When machine learning techniques scale

October 5th, 2011 by Anders Hall

As a startup in 2008, we found ourselves in a situation were we had the outlines for a heavy technology at our hands though hardly the perfect palette of competences, or the needed breadth of skills, to cover every programming aspect ranging from web to low level algorithm development (math).

In our tiny company, we were then forced to make many hard decision, often after heated debates, that seen in retrospect were followed through, despite hardships. What I find most interesting, is that many decisions we made are only recently starting to to pay off.

Notably long term decisions were;

  • to commit to a development process that is based on existing or homegrown machine learning techniques
  • to build software that is language independent
  • to automate everything
  • to use all technologies we could get our hands on, as long as they had elements of prediction technology in them (were scalable in our opinion at the time).
  • to build a scalable technology platform that can spawn many types of easy accessible technologies or high level services
  • calculations and systems must scale (large amounts of text == more hidden information)
  • focus on text analysis (e.g., sound analysis was briefly on the table)

Somewhat later, but nonetheless important, we decided to;

  • build a user friendly and scalable API

The task of building a fully language dependent technology platform is a painstakingly long effort, where hundreds of assorted system and coding projects needs to be completed. Thus, it is not entirely easy to defend that we went down that path, considered we primarily were active in the Swedish market the first two and half years. Today, we see growing demand and interest in language independent technology. It is on the other hand easy to defend the long term work on scalable systems, as we now have the capability to provide stable services to larger organizations and can perform large scale analysis of text.

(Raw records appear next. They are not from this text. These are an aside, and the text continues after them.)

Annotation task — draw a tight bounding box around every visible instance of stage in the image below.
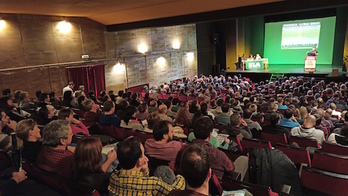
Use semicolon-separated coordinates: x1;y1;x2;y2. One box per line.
226;64;347;83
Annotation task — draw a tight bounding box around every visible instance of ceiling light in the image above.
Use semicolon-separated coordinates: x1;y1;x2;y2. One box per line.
57;20;71;34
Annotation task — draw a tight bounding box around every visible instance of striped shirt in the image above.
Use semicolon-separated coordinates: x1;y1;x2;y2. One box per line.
108;169;185;196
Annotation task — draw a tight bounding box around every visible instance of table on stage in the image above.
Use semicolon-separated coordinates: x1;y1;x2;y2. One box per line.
243;58;269;71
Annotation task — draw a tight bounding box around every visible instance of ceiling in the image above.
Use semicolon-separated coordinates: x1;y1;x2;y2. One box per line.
0;0;282;25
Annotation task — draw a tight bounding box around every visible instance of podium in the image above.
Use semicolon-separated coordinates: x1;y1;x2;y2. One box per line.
305;56;316;72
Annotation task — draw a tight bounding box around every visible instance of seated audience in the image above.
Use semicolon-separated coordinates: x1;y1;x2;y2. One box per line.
219;113;252;139
120;106;144;131
135;103;149;121
18;91;37;111
16;119;43;162
148;100;158;114
163;100;176;118
157;105;173;123
168;143;211;196
145;121;184;162
82;99;101;127
290;115;325;145
215;103;232;125
38;105;57;125
176;117;248;181
98;101;121;127
58;108;89;135
327;124;348;146
279;109;299;128
143;113;160;133
262;113;290;139
243;108;262;131
108;137;185;195
73;137;117;195
36;120;74;179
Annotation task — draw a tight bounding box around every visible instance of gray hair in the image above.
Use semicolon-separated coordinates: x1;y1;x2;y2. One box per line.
42;120;70;147
82;99;93;112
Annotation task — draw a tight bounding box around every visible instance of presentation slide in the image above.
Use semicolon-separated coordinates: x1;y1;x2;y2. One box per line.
281;22;321;49
264;16;336;65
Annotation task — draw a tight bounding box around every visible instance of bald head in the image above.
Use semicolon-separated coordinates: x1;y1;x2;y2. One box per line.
158;104;168;114
304;115;316;128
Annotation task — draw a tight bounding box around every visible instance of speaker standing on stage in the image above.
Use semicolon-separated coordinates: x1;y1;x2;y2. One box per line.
307;46;319;56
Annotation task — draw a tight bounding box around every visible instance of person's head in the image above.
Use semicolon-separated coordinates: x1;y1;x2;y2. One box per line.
16;119;41;142
193;116;213;140
284;109;293;119
249;104;257;113
63;90;73;100
42;120;72;148
39;93;50;103
340;124;348;138
58;108;74;123
303;115;316;128
117;137;148;171
149;100;157;108
2;89;11;97
138;103;148;114
74;137;103;173
103;101;115;113
221;103;229;113
0;110;10;129
35;90;42;99
312;45;316;51
68;82;75;89
329;103;337;111
163;100;172;110
19;92;30;102
38;105;54;120
268;102;278;112
313;114;322;126
125;105;137;120
200;102;208;114
153;121;173;142
270;112;281;125
158;104;168;114
243;108;253;119
325;108;333;119
147;113;160;130
83;99;97;112
230;113;241;126
216;98;224;107
300;106;308;119
180;143;211;188
175;108;192;128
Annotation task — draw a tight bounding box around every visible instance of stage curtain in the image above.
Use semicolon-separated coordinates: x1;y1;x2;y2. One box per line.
67;64;105;96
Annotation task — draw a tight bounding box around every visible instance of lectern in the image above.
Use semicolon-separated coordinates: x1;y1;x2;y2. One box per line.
305;56;316;72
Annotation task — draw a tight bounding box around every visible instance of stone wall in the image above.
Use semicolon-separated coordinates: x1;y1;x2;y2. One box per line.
104;24;197;92
0;13;197;96
0;14;106;96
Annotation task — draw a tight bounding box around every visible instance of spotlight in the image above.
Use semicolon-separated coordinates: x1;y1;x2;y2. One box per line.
113;62;125;74
0;19;5;30
157;57;166;66
138;43;148;54
172;39;180;49
186;52;194;61
57;20;71;33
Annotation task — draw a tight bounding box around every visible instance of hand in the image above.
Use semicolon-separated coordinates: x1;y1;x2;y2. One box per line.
67;146;75;153
71;118;81;125
6;120;17;131
239;119;248;127
224;137;230;144
107;149;117;162
13;103;19;108
12;170;27;184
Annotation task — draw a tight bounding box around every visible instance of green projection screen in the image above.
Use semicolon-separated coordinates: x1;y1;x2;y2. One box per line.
264;16;336;64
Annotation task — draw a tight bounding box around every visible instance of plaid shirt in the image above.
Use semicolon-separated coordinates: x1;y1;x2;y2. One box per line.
108;169;185;196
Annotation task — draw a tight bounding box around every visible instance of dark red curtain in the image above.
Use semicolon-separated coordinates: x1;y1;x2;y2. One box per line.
67;64;105;96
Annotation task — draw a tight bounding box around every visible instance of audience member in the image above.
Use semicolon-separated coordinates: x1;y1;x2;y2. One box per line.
279;109;299;128
145;121;184;162
108;137;185;195
290;115;325;145
98;101;121;127
219;113;252;139
58;108;89;135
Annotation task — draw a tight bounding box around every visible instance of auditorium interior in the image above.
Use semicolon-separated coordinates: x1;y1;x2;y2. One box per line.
1;0;348;195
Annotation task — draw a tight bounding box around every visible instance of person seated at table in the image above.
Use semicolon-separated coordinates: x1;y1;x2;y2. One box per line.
247;54;254;60
255;54;261;60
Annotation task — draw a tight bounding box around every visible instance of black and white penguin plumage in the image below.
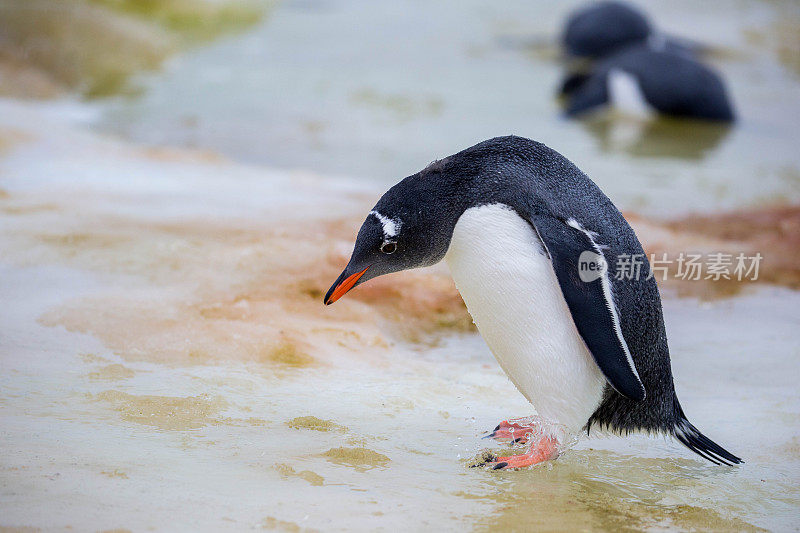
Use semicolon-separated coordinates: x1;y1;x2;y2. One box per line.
325;136;742;469
562;45;736;122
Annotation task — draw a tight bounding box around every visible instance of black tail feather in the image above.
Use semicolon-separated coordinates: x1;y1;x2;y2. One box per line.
674;416;742;466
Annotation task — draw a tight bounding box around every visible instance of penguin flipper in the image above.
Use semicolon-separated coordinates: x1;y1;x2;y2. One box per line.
527;214;646;401
564;73;608;117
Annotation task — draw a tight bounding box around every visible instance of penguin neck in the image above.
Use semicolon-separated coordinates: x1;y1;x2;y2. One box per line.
432;176;536;264
386;174;524;269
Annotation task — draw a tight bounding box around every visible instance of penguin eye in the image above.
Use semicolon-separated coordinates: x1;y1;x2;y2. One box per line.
380;241;397;255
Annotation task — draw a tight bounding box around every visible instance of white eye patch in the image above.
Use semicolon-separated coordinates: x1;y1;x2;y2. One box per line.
370;210;401;238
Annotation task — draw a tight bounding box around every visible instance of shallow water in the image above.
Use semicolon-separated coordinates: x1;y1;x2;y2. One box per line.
96;0;800;215
0;102;799;531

However, the one effort that consistently have kept our head above the water, in a treacherous sea of marvelous competitors, is the constant strive to automate processes and technologies. The automation of system tests, deployment processes and system administration is to a great degree, but not entirely, based on knowledge from the ICT community. Thanks! We are not the first company to build this type of large scale systems with API:s. Still, we have less resources than many competitors and manage to keep good pace with other similar efforts – while being active in more text analysis markets than may seem healthy. Why?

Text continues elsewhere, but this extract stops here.